ヤンチャとサービス精神がムクムクと頭をもたげ、やってしまったのだ。

 

社長は若者たちと話ししていた。

「お前ら若いのに、こんなとこにいたら身体が鈍っちまうべ」と社長が言うと

「鈍るより溜まっちまうよ」とバイク事故の若者が言った。

バイク事故男は、自爆で自分以外に被害を及ぼしていないので気楽だと言った。

「親に心配掛けてんだろうが」と社長は言い。

「それは反省してるっす」とバイク男は言った。

社長には、若者を素直にさせる何かがある。

そして、若者をいきがらせ、自分もいきがってしまうところがある。

「あー、早く娑婆に出てえなあ」スポーツ怪我男が言った。

「本当だよ、女に会いてえなあ」

「ここにも看護婦がいるじゃねえか」と社長が言うと

「あの看護婦おっかないけど、よく見ると美人だよな」と一人が言い。

「うん、一見堅そうだけどいい女だよな」ともう一人が言った。

「どんなパンツ穿いてんのかなあ」頭に手を当て天井を見ながら言い

「あー、見てえなあ、パンツ」とため息混じりの声を聞いたところで名物看護婦が

入ってきた。

 その日、看護婦はまだ動けない社長のシーツを替えるためか、器具の装填か何かで

ベッドに立って社長をまたがる格好になった。

 その瞬間、社長は下から看護婦のスカートをちょいとめくり

「あっ、黒いパンツだ、ゲッカマンだ!」とやってしまったのだ。

分かるかなあ。
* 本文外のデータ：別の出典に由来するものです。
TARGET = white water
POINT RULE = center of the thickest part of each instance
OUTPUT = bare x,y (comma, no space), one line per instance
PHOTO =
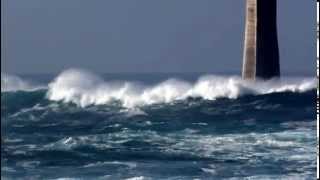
15,83
84,88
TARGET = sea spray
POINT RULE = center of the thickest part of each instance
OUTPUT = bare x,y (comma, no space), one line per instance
84,88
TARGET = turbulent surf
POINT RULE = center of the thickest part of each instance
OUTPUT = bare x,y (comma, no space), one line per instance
80,125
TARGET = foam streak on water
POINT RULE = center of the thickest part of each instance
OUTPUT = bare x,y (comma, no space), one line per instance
80,126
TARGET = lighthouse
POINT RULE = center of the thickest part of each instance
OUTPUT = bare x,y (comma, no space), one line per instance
261,50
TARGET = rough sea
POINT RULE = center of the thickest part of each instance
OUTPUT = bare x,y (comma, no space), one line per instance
81,125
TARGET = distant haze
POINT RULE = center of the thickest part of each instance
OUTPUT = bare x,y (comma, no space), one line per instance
113,36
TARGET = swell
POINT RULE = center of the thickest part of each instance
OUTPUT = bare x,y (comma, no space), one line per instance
85,89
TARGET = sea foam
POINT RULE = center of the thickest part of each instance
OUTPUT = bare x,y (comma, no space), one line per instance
15,83
84,88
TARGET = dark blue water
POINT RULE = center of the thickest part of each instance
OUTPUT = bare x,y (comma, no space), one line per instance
257,136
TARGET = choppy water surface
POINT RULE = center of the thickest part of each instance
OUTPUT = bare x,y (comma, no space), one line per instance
80,126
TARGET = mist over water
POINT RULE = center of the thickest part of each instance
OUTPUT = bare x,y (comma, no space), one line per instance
82,126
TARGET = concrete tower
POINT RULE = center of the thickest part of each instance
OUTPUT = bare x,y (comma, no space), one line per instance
261,52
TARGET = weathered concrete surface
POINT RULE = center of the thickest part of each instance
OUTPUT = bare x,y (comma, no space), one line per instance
261,52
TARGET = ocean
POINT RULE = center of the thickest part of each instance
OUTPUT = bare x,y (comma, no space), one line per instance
81,125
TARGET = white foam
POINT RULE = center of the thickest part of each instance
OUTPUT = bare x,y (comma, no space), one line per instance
15,83
84,88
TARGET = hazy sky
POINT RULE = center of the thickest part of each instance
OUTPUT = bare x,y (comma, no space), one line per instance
46,36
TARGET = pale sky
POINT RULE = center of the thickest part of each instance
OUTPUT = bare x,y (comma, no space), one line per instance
45,36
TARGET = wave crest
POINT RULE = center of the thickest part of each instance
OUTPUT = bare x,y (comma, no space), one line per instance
84,88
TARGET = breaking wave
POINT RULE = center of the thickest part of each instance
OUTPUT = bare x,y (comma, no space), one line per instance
84,88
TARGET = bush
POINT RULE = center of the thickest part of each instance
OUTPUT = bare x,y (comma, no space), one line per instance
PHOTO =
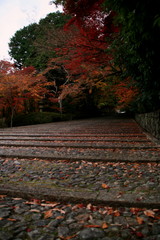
38,118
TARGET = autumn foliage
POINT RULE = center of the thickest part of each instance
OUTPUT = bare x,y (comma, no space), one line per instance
19,88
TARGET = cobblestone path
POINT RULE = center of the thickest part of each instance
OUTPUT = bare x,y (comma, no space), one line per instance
86,179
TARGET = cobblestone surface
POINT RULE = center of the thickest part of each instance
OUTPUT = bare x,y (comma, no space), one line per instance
85,198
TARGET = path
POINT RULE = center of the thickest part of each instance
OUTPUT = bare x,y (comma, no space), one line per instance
98,176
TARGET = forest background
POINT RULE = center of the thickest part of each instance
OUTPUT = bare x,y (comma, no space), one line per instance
94,58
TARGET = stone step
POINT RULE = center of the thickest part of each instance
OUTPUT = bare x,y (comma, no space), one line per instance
88,154
80,144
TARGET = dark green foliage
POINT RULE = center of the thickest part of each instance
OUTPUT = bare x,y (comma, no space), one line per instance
26,46
137,48
38,118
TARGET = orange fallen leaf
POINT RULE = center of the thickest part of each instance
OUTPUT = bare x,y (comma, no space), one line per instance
140,220
149,213
59,217
34,210
104,225
48,214
11,219
94,226
3,196
105,186
69,237
116,213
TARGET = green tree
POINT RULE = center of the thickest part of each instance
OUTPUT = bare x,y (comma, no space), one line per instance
136,49
26,43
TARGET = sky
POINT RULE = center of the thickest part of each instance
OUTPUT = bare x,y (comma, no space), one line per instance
15,14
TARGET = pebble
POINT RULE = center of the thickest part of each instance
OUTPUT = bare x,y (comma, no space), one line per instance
38,220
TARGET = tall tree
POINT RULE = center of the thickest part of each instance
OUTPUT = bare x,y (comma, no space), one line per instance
136,49
18,88
22,45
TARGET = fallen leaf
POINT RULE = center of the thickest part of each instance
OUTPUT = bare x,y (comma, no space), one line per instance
17,199
34,210
149,213
140,220
59,210
59,217
139,234
48,214
104,225
105,186
3,196
94,226
69,237
11,219
49,204
116,213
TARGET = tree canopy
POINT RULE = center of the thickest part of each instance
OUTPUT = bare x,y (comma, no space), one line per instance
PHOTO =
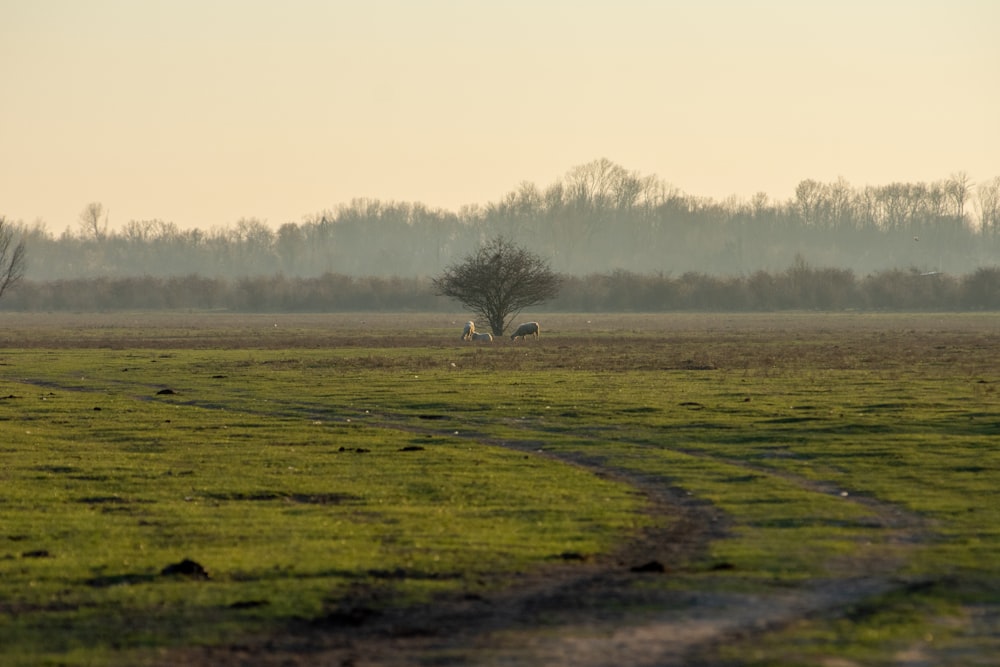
498,281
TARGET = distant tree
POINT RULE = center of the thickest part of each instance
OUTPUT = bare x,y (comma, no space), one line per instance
91,225
11,256
959,189
498,281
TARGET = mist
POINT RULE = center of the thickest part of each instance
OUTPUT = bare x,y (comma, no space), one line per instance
599,218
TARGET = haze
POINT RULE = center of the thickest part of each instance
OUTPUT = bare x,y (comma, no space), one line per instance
202,112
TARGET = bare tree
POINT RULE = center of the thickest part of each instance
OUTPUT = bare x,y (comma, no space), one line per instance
11,256
498,281
91,225
959,189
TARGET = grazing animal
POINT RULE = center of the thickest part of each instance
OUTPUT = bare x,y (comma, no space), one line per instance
524,330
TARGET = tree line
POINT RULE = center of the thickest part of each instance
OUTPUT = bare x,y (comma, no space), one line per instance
598,218
797,287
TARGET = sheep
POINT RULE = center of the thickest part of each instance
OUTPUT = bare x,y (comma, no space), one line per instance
526,329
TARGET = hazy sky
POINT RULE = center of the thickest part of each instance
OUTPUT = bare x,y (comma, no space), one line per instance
202,112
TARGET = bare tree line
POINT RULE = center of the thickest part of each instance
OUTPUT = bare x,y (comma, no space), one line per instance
600,217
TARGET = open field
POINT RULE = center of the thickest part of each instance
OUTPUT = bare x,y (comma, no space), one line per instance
366,489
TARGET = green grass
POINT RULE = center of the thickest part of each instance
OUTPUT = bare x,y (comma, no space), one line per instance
270,478
293,473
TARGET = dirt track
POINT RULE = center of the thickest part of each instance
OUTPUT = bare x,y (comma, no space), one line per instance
584,614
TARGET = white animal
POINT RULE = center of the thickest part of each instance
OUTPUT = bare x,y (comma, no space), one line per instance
526,329
469,330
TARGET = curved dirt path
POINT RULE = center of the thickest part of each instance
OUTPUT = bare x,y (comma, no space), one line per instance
586,613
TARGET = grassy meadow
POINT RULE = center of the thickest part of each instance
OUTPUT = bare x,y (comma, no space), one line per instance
299,457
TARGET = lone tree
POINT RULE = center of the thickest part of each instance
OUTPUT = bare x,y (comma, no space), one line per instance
11,257
498,281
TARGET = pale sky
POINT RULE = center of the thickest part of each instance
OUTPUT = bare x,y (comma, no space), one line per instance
202,112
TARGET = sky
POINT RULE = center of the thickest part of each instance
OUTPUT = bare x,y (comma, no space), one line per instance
205,112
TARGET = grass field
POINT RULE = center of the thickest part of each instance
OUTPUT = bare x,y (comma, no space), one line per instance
326,467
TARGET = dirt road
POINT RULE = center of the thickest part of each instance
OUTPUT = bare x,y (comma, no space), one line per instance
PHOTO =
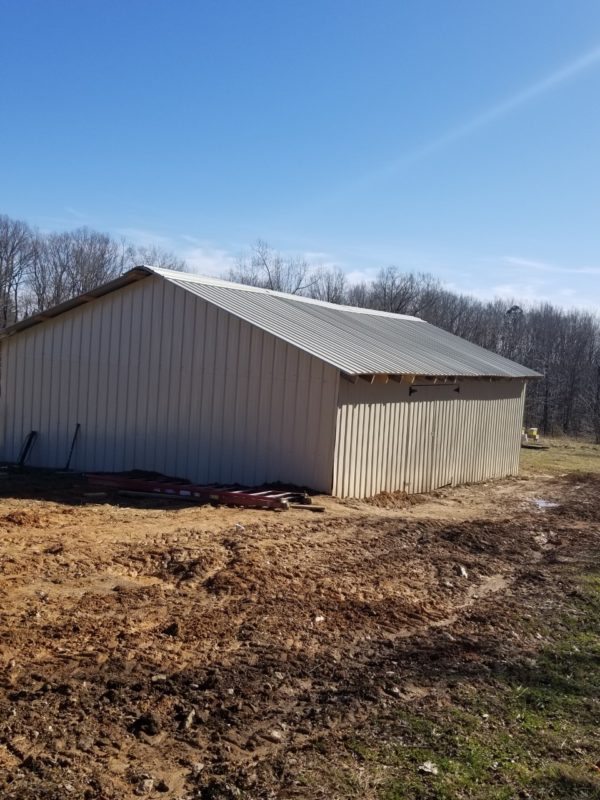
187,652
昔は生理をゲッケイとかメンスなんて言ってたんだ。

今時、ゲッカマンなんて知らないだろうし、生理で黒いパンツを穿く人もいなかろう。

 しかし、その看護婦は怒った。

頭から湯気が出るくらい怒り、直接院長室に怒鳴り込んだのだ。

そして、「あの患者を追い出すか私が辞めるかの二つに一つだ!」と後に引かない。

有能で居なくなったら困る存在の看護婦だ。

院長が頭を下げたという、社長の家族にもそのことが知らされた。

 良い意味でも悪い意味でも自分の決断と采配だけでやってきたワンマン社長が入院し

息子も家族も大変な思いをしていた。

社長の奥さんと息子の嫁が交代に病院に通っていたのだが、家族の怒りは心頭に達した。

奥さんにしてみれば、ヤンチャで好き勝手なことをして生きてきた社長に対しての

我慢の限界がきていたのだろう。

他人から見れば面白ことでも、家族にしたら笑って澄ませないことがある。

「もう、恥ずかしくて病院には行けません!」と奥さんは言い、

嫁にも行かなくてよいと宣言した。

それから家族の見舞いはなくなり、顔も合わせず、着替えだけが届けられるだけになった。

 そして、よい機会だと社長の座は息子に移った。

 

 そんな時に僕が電話を入れたのだ。

なるほど、それであの言い方だったのかと納得した。

電車は残念だが本当に諦めることにした。

 

 ところが、上田社長が、「あいつの始末は俺がつけてやる」と言い出したのだ。

そして、上田社長が話しを付けて、電車を運んでくれることになった。

僕から電車の値段を聞いた上田社長は、そのあまりの安さに驚いたが、

「乗りかかった舟だ、男に二言はねえ!」とその値段で電車を持ってきてくれた。

 

 1992年の夏、早朝、黄色いトレーラーに乗って電車はやってきた。

「電車から車輪を外す時、悲鳴のような泣き声に似た声を出すんだ」と上田社長は言った。

電車は、準備してあった敷石の上に置かれた。

僕は、用意していたお金30万円を渡した。

封筒の中身を確かめた上田社長が、

「あれ?25って言ったんだよな」と言った。

「少しですが、気持ちですから受け取って下さい」と僕が言うと

「そうか」と言って、ニヤッとして内ポケットに納めた。

 

そういう訳で、今、僕の所に電車がある。

消毒実施表が、きた時のままに貼ってある。

年に三回行われていた消毒の最後の日は、3年(1991年)11月5日となっている。

40年間その単線でチンデンとして働いたこの電車は、その年に線路から降りた。

 つまり1951年生まれの僕がこの世に現れた時に、この電車は、ここの地にやって来

ていた。

この地で、僕が生きたのと同じ時を走ってきたのだ。

 2005年 春 その単線が、廃線になった。